Enacted in 2007, Houston’s ordinance requires newsracks in city rights-of-way to meet material, size, and placement standards and requires publishers using newsracks to pay a permit fee.
The plaintiff, Lauder Inc., publishes the Houston Tribune, a free monthly newspaper funded almost entirely by advertisements and distributed on newsracks.
In a unanimous opinion by a three-judge panel, the 5th Circuit found the publisher’s appeal is without merit and agreed with the findings of the district court.
In its per curiam decision, the court said that the “ordinance’s requirements of 20-gauge or thicker zinc-coated steel and cement bases are narrowly tailored to the City’s substantial interests in public safety and aesthetics and leave open ample alternative means of distribution. The fees under the newsrack ordinance are consistent with the First Amendment because they defray the City’s administrative costs. As a content-neutral time, place, and manner restriction that does not leave enforcing officials with unbridled discretion, the newsrack ordinance need not contain an explicit provision for judicial review.”

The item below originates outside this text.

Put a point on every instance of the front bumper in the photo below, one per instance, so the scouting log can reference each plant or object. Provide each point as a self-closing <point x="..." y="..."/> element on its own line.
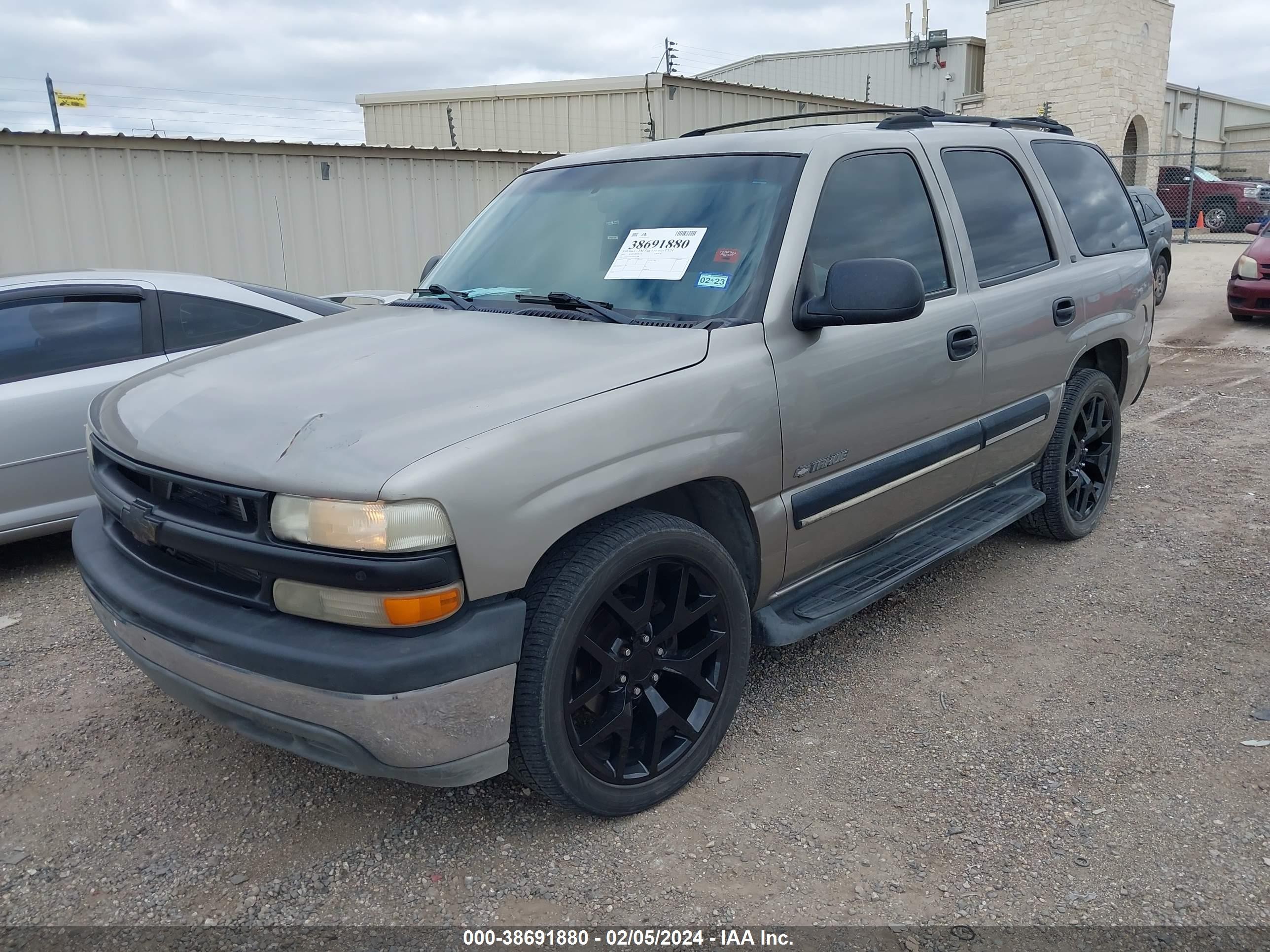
<point x="433" y="709"/>
<point x="1245" y="296"/>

The Houston Tribune claimed that the ordinance violates the First Amendment because it was not based on an established record of specific problems, it imposed detailed requirements without allowing city officials discretion to deviate from them, and was not sufficiently tailored to the problems it was intended to address.
The city responded that the ordinance was carefully drawn, was adopted after hearing from many of those affected, who were given opportunities to express their concerns, and was modeled after similar laws in other cities.